Several things about the Great Mosque of Djenne attract me. First, the building has a rich history of not only being used as a temple but also as a home for the Prophet, his wives, and followers. Second, it is this Mosque where Muhammad was told to change the direction he was facing while praying – from Jerusalem to Mecca. Third, the site has historical maps of the Islamic world, and one learns that they include places such as Spain, the Arabian Peninsula, and North Africa, all of which are important places in the spread of Islam. Finally, I find it interesting to learn that although Prophet Muhammad was born about 570 years after the birth of Christ, the new Islam religion spread at an astonishing pace around the world (“Paradise Found”).
This religious building was designed and put up by Ahmed, who was the Ottoman Sultan, about a thousand years after the Great Mosque of Djenne. The architect who designed the mosque is described as a hero because he outdid Christians in their architectural plans. Borrowing from other mosques around the world, the religious site has a tomb of its founder, a school, as well as a hospice. It is important to underscore that even though the site is used as a tourist attraction, non-worshippers are prohibited from using it for thirty minutes when Muslims pray five times during the day. The magnificent architecture of the mosque can be seen when an individual enters it from the west. Remarkable parts of the site on the south lie on the foundation of the Great fortress, which was one of the fortresses built before the founding of the mosque (“Paradise Found”).

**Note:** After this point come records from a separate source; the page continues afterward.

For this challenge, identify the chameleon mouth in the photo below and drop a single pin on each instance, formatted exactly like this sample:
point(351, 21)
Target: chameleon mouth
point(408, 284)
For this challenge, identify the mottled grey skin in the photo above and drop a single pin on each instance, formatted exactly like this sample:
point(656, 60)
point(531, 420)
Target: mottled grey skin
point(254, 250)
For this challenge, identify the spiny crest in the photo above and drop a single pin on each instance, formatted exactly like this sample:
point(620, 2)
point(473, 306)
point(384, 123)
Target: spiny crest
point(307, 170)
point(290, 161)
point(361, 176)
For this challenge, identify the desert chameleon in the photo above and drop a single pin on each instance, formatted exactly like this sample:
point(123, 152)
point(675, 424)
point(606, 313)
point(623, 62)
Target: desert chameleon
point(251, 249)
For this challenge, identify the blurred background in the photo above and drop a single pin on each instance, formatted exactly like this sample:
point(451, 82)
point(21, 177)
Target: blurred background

I was fascinated by a few things about the Blue Mosque. First, I was attracted by its domes that appear flattered in comparison to St. Peter’s in Rome. In fact, they resemble the top of a saucer, and they make someone feel enclosed and view it as if it is a gigantic dome. Second, I was astonished by the information about the expensive upkeep of the mosque that was funded by 217 villages and islands under the leadership of the Sultan. In addition, the building was maintained by funds received from the enterprises the Sultan built near the corner; an example was a Turkish bath (“Paradise Found”). I also like the amount of blue, which is, of course, why the prayer center was given its name.

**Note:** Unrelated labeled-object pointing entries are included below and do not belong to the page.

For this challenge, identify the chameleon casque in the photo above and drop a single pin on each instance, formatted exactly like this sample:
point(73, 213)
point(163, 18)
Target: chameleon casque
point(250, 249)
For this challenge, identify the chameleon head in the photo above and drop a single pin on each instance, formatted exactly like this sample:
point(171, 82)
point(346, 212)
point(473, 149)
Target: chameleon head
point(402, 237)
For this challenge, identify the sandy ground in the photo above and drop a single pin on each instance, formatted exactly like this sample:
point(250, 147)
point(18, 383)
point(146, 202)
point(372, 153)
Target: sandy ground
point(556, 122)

The Pasha Mosque is one of the earliest Islamic constructions built by the Ottoman Empire in Istanbul. The building sits on a high terrace that is surrounded by a series of shops, whose income was expected to support the complex housing the prayer center. Although its courtyard is relatively spacious, the interior series of steps are narrow, particularly in the corners. In addition, the exterior architecture is typified by domed bays that are connected to a row of columns. Concerning the interior of this mosque, the structure has several patterns of flora and geometry. Different designs represent the historical utilization of Armenian bole, which was a red pigment that was widely used in pottery. The mosque’s plan shows an octagon put inside a rectangle. Both southern and northern parts are collections of galleries that get structural strength from pillars and marble columns (“Paradise Found”).
What attracts me the most in this mosque is the prolific utilization of Nick tiles. Some mosques constructed later used these tiles sparingly (“Paradise Found”). The lavish use of the tiles is a demonstration that the founder of the mosque wanted it to stand for opulence in society and draw as many worshippers and believers as possible. The magnificence of the building is further improved by a mixture of sage green and purple, which represent the early coloring standard of Damascus ware.
“Paradise Found (Islamic Culture Documentary).” YouTube, Uploaded by Timeline – World History Documentaries, 2017. Web.